Update-2:Germany Govt Oks 2010 Budget,Fed Net Borrow E100.3Bn
BERLIN (MNI) - Germany's government cabinet Wednesday approved a revised 2010 budget bill that foresees record net new borrowing next year due to decreasing tax revenue, rising unemployment-related spending and costly measures to counter the economic and financial crisis.
Federal net new borrowing is tabled at E85.8 billion in the reworked bill. In the initial draft, the government had aimed for E86.1 billion in net borrowing.
On top of the E85.8 billion, the government projects some E14.5 billion of federal net borrowing for its special funds to support financial institutions and stabilize the economy, which are administered outside the regular budget.
Finance Minister Wolfgang Schaeuble said at a press conference after the cabinet vote that federal gross borrowing will amount to E357 billion next year. A senior finance ministry source, though, had pointed on Sunday to uncertainties regarding gross borrowing in 2010 because it is difficult to estimate how big the actual funding need for the government's Financial Market Stabilization Fund (Soffin) will be.
The budget assumptions are based on the "rather cautious" projections of 1.2% GDP growth next year, the Minister said.

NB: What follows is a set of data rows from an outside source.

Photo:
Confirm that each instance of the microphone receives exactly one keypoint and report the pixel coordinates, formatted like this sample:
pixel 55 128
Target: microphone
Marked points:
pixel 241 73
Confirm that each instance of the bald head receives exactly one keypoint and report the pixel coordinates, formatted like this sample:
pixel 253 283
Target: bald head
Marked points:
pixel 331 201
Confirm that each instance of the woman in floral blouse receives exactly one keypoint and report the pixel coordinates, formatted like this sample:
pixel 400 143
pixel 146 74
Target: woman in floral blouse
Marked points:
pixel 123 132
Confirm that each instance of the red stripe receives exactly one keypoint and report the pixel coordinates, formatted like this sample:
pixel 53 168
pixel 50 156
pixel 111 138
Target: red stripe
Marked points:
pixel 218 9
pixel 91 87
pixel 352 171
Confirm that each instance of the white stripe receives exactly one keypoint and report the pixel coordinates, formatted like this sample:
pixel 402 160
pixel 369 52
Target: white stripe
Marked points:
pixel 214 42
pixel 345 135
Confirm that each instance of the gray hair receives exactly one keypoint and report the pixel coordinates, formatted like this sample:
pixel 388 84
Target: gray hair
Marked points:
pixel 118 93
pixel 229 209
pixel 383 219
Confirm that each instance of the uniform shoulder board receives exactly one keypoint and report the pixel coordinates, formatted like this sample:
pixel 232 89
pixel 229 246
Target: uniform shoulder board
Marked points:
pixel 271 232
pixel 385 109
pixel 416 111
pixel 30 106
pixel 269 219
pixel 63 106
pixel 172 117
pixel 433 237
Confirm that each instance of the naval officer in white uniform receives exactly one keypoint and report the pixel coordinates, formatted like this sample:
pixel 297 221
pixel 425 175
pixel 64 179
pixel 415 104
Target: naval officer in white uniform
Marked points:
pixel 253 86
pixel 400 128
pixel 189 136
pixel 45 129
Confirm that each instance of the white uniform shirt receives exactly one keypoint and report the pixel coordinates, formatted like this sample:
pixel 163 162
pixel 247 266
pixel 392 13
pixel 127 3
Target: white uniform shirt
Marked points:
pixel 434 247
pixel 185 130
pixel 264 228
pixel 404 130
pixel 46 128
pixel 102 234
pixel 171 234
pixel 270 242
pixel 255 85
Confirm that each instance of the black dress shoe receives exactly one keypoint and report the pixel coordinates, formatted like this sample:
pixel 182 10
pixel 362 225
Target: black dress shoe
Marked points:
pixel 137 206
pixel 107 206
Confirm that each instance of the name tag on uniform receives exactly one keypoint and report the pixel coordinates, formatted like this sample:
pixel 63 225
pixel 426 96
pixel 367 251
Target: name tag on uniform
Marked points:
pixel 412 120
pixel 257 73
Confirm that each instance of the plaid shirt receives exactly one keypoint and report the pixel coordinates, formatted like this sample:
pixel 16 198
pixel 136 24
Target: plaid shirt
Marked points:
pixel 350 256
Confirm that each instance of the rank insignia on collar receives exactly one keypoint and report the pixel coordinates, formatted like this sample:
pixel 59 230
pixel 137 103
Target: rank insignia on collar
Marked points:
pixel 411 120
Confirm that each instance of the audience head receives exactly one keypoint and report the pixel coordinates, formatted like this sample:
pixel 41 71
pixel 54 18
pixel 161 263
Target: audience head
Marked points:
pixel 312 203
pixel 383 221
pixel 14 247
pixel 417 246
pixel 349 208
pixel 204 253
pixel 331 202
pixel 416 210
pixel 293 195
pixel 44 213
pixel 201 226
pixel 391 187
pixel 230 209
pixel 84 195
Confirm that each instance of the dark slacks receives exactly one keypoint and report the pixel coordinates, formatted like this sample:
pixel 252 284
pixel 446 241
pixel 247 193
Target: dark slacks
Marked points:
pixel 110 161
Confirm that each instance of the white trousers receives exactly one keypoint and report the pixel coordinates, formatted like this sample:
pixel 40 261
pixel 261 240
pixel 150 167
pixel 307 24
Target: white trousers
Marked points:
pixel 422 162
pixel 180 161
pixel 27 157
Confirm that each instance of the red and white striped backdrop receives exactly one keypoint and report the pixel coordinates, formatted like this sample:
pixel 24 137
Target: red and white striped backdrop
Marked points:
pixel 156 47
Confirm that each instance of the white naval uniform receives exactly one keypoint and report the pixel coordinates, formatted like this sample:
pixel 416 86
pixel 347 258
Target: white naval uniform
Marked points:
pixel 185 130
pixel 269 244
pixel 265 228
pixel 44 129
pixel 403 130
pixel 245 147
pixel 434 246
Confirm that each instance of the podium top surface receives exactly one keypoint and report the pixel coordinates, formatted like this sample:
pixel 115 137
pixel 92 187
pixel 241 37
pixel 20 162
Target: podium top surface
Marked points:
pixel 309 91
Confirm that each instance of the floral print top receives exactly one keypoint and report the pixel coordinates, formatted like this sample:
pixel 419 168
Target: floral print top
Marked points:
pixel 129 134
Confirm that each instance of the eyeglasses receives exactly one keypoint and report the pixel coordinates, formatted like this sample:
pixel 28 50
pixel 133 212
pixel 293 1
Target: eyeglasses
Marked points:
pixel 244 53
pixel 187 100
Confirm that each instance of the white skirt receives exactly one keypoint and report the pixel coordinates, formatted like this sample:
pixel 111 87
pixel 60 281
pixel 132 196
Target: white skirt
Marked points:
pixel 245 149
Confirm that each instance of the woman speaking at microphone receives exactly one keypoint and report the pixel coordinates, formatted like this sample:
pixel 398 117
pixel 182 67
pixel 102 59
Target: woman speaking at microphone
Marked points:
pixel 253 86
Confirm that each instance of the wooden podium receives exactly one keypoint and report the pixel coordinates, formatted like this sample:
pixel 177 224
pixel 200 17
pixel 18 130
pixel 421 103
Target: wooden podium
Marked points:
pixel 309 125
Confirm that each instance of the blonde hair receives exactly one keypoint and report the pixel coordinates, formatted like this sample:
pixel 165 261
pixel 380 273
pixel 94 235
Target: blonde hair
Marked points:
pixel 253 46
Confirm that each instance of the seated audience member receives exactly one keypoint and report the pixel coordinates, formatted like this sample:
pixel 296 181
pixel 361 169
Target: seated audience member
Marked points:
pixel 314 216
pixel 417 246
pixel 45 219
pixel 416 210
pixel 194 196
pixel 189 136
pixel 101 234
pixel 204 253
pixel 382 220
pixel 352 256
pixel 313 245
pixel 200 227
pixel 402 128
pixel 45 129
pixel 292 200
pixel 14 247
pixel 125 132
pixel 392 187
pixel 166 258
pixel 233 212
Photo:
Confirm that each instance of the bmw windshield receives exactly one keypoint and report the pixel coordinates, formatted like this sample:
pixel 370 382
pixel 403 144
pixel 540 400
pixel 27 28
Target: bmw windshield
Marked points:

The interest rate risk to the budget is "limited," he reckoned. "I don't believe that we will have to expect dramatic interest rate developments in the eurozone," he said.
In a meeting of the parliamentary budget committee today, Schaeuble said the measures foreseen in the budget bill had an economic stimulus effect of 1% of GDP. "The crisis has not been overcome," he said, warning that job market developments next year are a risk to the budget assumptions.
The 2010 budget bill had to be reworked due to the change of government this autumn. The finance ministry hopes that the budget will be passed by parliament by the end of March. Traditionally, borrowing targets are altered somewhat in the parliamentary process.
Schaeuble reaffirmed that the government will start to cut the structural deficit of E70 billion by E10 billion each year to meet the federal deficit limit of 0.35% of GDP in 2016 set under the German debt limitation rule. However, he categorically ruled out a raise of value added tax rates in the current legislature until autumn 2013.
Schaeuble said Greece's current budget difficulties showed what happened if consolidation is delayed for too long. "Greece is causing us a lot of worries," he remarked.
Germany's total public deficit will likely amount to between 2.9% and 3.1% of GDP this year, the Minister told parliamentarians in the budget committee meeting. "We will know the exact amount only at the start of 2010," he said. For the coming year he first predicted a deficit of 5% of GDP, yet on presenting the budget to the press later he corrected that, saying it will be "rather close to 6% than 5%."
Schaeuble stressed that it is "essential for the sustainability of the European currency" that Germany adhere to the principles of the EU Stability and Growth Pact. The stability of the euro on international markets has to be preserved over the coming years, he said. "There exist significant dangers," he warned, without specifying what these risks were.
The revised 2010 budget bill foresees federal spending next year of E325.4 billion, down from E327.7 billion in the initial bill.
Federal tax revenue in 2010 is now estimated at E211.9 billion, down from E213.8 billion in the previous draft. Other income is projected at E27.7 billion, slightly below the E27.8 billion in the initial bill. This includes proceeds from highway tolls, distributed dividends and the Bundesbank profit.
The budget calculations already include some E3.9 billion in federal tax revenue losses next year from the tax cuts foreseen under the government's growth acceleration bill. However, it is still unclear whether there will be a majority for the tax cut bill on Friday in the upper house of parliament, the Bundesrat, which represents the 16 states. The lower house, the Bundestag, has already approved the bill.
Due to slightly better economic trends and lower unemployment than previously expected, the ministry now projects actual federal net new borrowing for the current year at only E37.5 billion, down from the E49.1 billion forecast in the second 2009 supplementary budget. On top of that it expects a net borrowing need of some E23.5 billion for its special funds.